In this project, we'll use data from Airbnb's New York City dataset (attached below).
Recommendations including report and dashboard are to be delivered by Jan. 12, 2023
- Listings located in Manhattan will have higher average prices.
- Entire home/apt listings should have higher prices compared to single rooms.
- Having more reviews implies higher occupancy or demand which should correlate to its price.
Location:
- Does location affect price?
- Downtown? Proximity to waterfront? Attractions?
Size:
- Does the size of the rental have any effect?
Occupancy:
- Does availability affect prices?
- What the minimum nights allowed?
Quality:
- Does the number and sentiment of reviews affect the listing price?
Establish what data needs to be collected, how it will be stored, and what tools will be used to collect, store, clean, analyze, visualize, and share my insights.
Current and historical Airbnb listings data.
How will the data be collected and stored?
Dataset is internal and is available for download here via Inside Airbnb.

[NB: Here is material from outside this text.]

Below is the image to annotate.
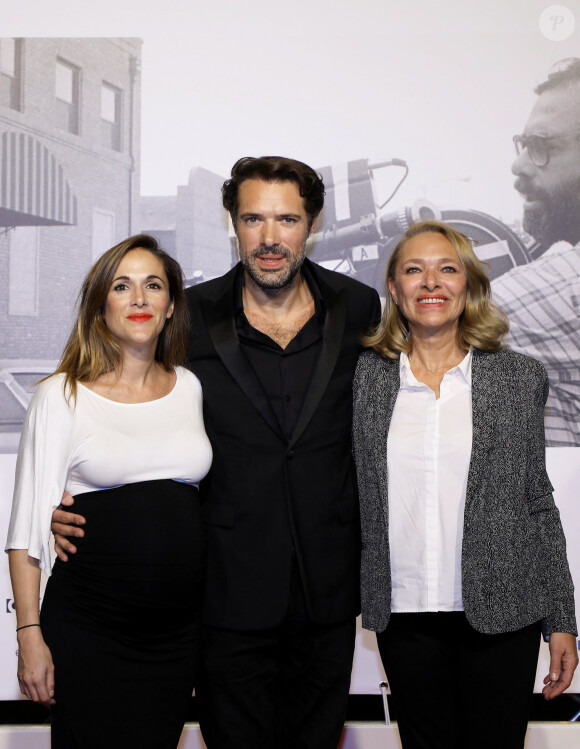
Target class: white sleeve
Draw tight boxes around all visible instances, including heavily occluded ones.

Upon extraction, the data will be cleaned in Python and then loaded to a MySQL database.
Python
- Jupyter Notebooks
- Pandas
- Plotly
- SQLAlchemy
- os
- pymysql
- Ipython-sql (SQL Magic)
SQL
- MySQL
Check data types.
Check for duplicates and missing values.
Check the column labels.
Load the cleaned dataset to the database.

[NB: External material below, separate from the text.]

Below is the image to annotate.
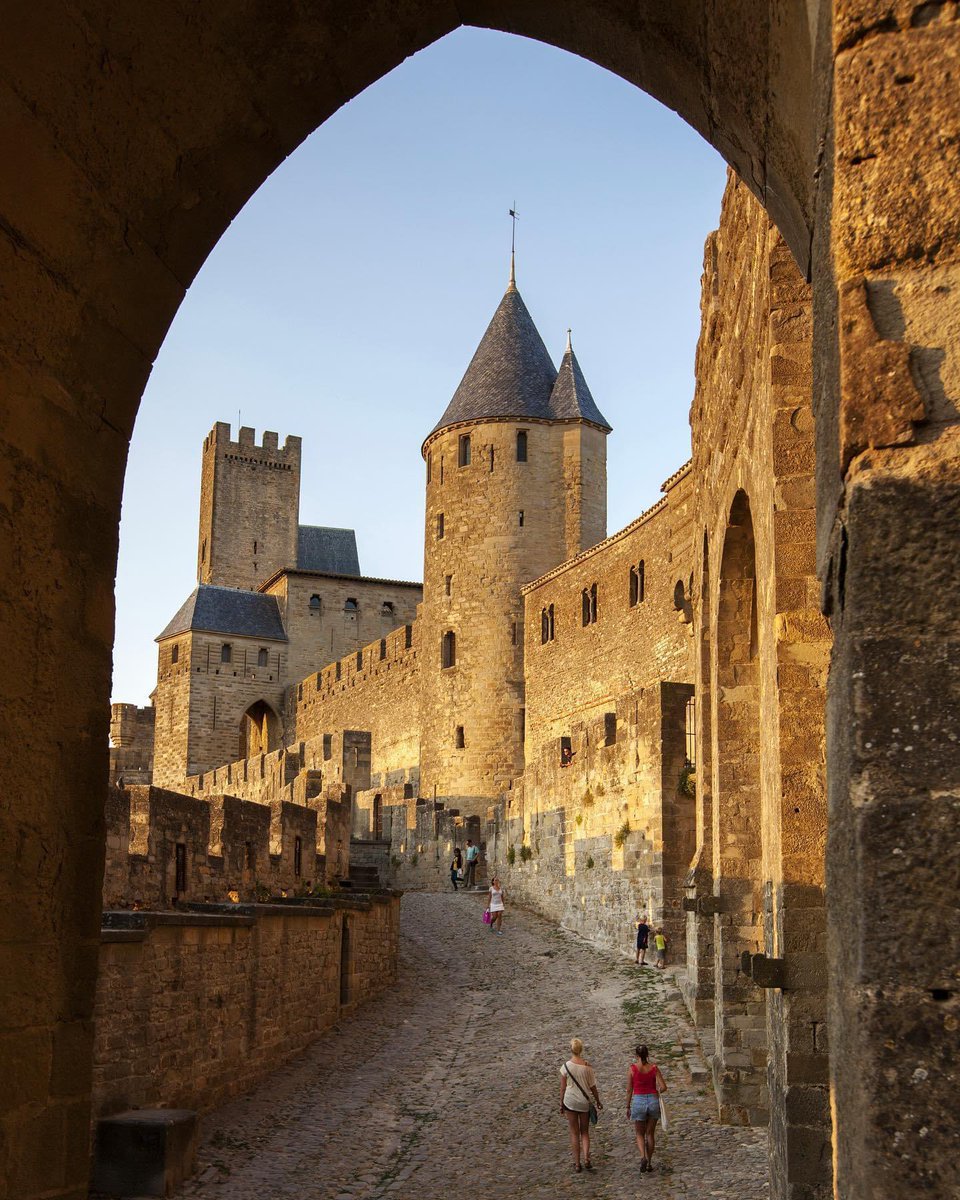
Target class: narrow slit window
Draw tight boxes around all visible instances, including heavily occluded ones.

Verify the structure, schema, and metadata of the database and tables.
Uncover trends and patterns in the data that will help vendors, and Airbnb, maximize profits by listing their rental at the best price based on its features. Descriptive statistics will show past patterns and trends based on the listing's features. Will lay the framework for training machine learning models that provide a suggested rental price. Graph images located here.

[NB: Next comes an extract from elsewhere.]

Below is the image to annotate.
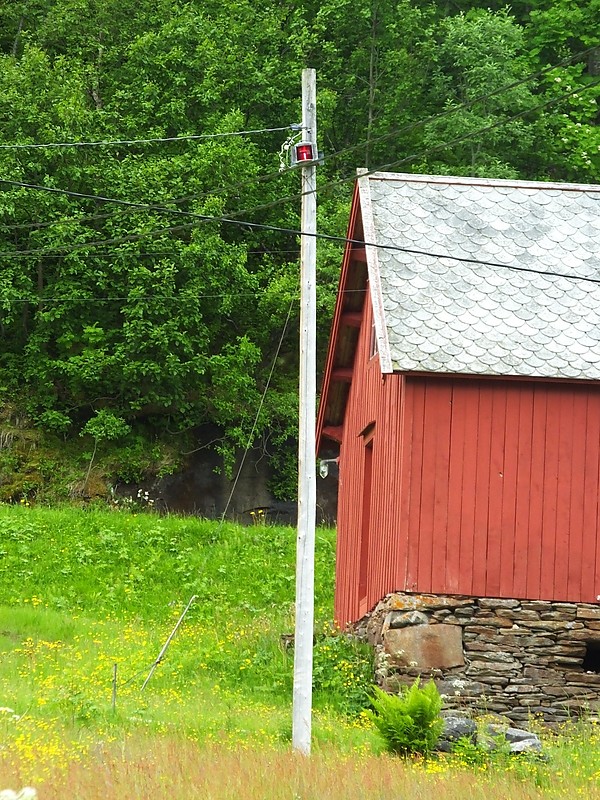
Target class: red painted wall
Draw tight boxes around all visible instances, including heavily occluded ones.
[336,294,600,624]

Design a presentation and dashboard to be delivered to stakeholders. Report will summarize the data analysis steps I undertook along with an explanation. My recommendations will be used to design a feature for renters that suggests a listing price based on the features of the rental.
Link to the Tableau dashboard and Html file here
Python
- Jupyter Notebooks
- Plotly
- Dash
Visualization Software
- Tableau
Note: Tableau chosen over Power BI for its ease of sharing publicly. Note: May use Plotly-Dash for dashboarding.